European activists protest Turkey’s alleged chemical use at WWI memorial site

European activists protest Turkey’s alleged chemical use at WWI memorial site

  • Date: December 3, 2022
  • Categories:Rights
Ευρωπαίοι ακτιβιστές διαμαρτύρονται για την χρήση χημικών από την Τουρκία στο μνημείο του Α' Παγκοσμίου Πολέμου

European activists protest Turkey’s alleged chemical use at WWI memorial site

Activists in Belgium protested Turkey’s alleged use of chemical weapons against Kurdish fighters at a World War I memorial in Ypres, the site of the first major use of poisonous gases in a war.

A group of European activists protested Turkey’s alleged use of chemical weapons against Kurdish fighters in northern Iraq at a World War I memorial dedicated to victims of chemical warfare.

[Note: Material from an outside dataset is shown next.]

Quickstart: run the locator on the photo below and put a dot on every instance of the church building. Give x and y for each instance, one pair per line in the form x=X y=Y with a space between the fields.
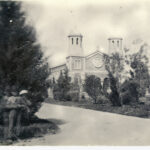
x=80 y=65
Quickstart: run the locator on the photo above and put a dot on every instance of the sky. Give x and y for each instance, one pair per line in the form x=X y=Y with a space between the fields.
x=96 y=20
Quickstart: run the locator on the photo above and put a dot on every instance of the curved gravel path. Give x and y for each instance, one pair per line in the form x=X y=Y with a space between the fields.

“It was here in Ypres that poison gas was first used in April 22, 1915,” the activists said in the demonstration in the Flemish city. “The German Imperial Army used chlorine gas. It is also a chlorine gas that is used against Kurdish fighters in the mountains of Northern Iraq by the Turkish army.”

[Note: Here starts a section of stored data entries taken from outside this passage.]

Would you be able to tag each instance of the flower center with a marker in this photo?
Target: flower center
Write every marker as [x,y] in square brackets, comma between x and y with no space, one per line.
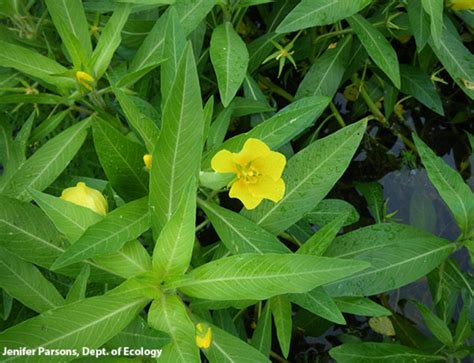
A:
[249,174]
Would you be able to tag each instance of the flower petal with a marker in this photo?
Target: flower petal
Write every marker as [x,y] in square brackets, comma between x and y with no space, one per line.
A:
[223,162]
[268,188]
[240,191]
[271,165]
[253,149]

The activists accused the European Union of “turning a blind eye to (Turkey’s) crimes” due to Turkey’s status as a NATO member and a key EU economic partner.

“We denounce the chemical war waged against the Kurdish people, and honour the memory of those who fell here,” they said in a video released on Thursday.

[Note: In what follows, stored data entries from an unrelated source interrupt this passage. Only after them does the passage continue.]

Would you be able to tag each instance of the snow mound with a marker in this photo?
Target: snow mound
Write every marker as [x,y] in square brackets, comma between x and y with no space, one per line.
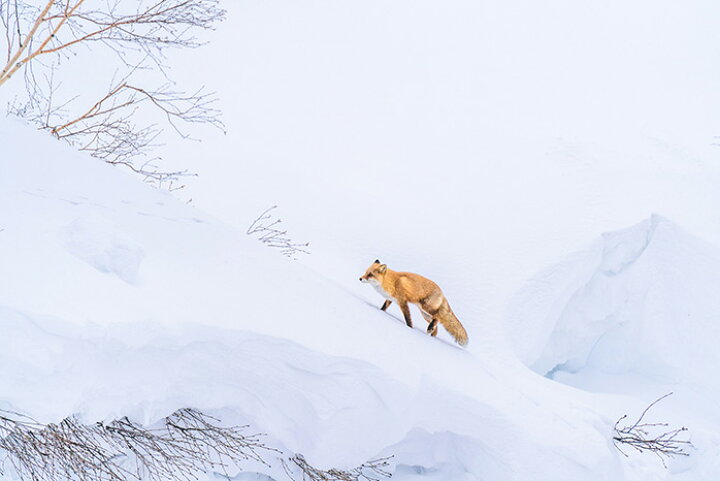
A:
[96,241]
[642,300]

The activists’ banner read, “Stop Turkish chemical warfare in Kurdistan”.

The memorial site, Menin Gate, is dedicated to British and Commonwealth soldiers killed in the battle of Ypres Salient who don’t have graves. German troops used more than 150 tons of lethal chlorine gas against French divisions in Ypres, including in the Ypres Salient.

Turkey reportedly used chemical gases in the Zilan and Dersim massacres of 1930 and 1938 respectively, when the region’s Kurdish Alevi population was decimated. Dersim was renamed Tunceli after the massacre.

Turkey purchased some 20 tons of flammable and asphyxiating chemicals from Nazi Germany, according to Russia-affiliated Redfish.
Kurds later suffered chemical warfare at the hands of Iraqi dictator Saddam Hussein, who in 1988 used mustard gas and other lethal agents against the town of Halabja.